Alternative Dispute Resolution
The Colorado Common Interest Ownership Act (CCIOA) governs the creation and operation of condominium communities in Colorado. CCIOA encourages the use of alternative dispute resolution such as mediation and arbitration in a variety of places, and CCIOA Section 124 specifically provides that the governing documents for a project may specify situations that must be submitted to binding arbitration. Consistent with CCIOA’s current provisions, Senator Ulibarri’s bill provides that if the governing documents require that construction defect actions be submitted to mediation or binding arbitration, the developer is entitled to rely on those provisions. And, therefore, per SB 14-220, if there are allegations of construction defects, those allegations would be resolved through the process set forth in the governing documents (i.e., mediation or binding arbitration), unless those responsible for construction consented to a different process.
The bill also requires
– potential arbitrators make disclosures about potential conflicts of interest and be neutral parties
-all buyers of units in these projects be notified in their sales contracts that the governing documents may require certain disputes be resolved by binding arbitration.
– the arbitration be held in the same judicial district where the project is located, unless the parties agree otherwise.

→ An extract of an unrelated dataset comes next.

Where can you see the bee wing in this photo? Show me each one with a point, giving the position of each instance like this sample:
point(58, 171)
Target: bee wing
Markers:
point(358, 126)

This bill represents a more thorough implementation of CCIOA’s existing provision allowing the use of binding arbitration, while putting in safeguards for the owners to help ensure that they are aware of any requirement for binding arbitration and the arbitration is not stacked against them by the use of an inconvenient location or arbitrators who have inherent conflicts of interest.
Senator Ulibarri’s bill does not represent a novel approach on this issue. In a recent decision, the California Supreme Court held that if the governing documents for a condominium project require construction defect claims be resolved in binding arbitration, that requirement will still apply even if an owners association amends the governing documents to remove the binding arbitration requirement.
Meaningful Disclosure & Owner Consent
The second point in SB 14-220 is also CCIOA-based. CCIOA currently allows an owners association, acting through its board of directors, to initiate construction defect litigation. In many instances, there are only three members on an HOA’s board of directors. This means that two owners can commence construction defect litigation for an entire condominium project. And, as this recent Colorado Court of Appeals case illustrates, owners are often unable to sell their units or refinance, while having no say in whether or not the owners association goes down this path. While CCIOA puts most decisions for a condominium project in the hands of the HOA board, there are a few things that are viewed as so significant that all owners should have an opportunity to weigh in on them. Amending the governing documents, adoption of budgets and levy of assessments are examples of the big decisions that require an owner vote.
This bill requires that a thorough written disclosure be made to all owners detailing the nature of the potential claims, the expected duration of the litigation, the estimated costs associated with the litigation, the impact on the ability of owners to refinance and/or sell their units both during and after the litigation, the manner in which the owners association anticipates funding the cost of litigation (including any special assessments or use of reserves), and the likelihood of success. After making such a written disclosure, an owners association is required to obtain the written consent of owners holding at least a majority of the votes.
This bill promotes transparency to all owners within a condominium project on issues surrounding construction defect litigation and ensures that the very kind of dispute resolution procedures that the legislature has endorsed in CCIOA already aren’t taken off the table.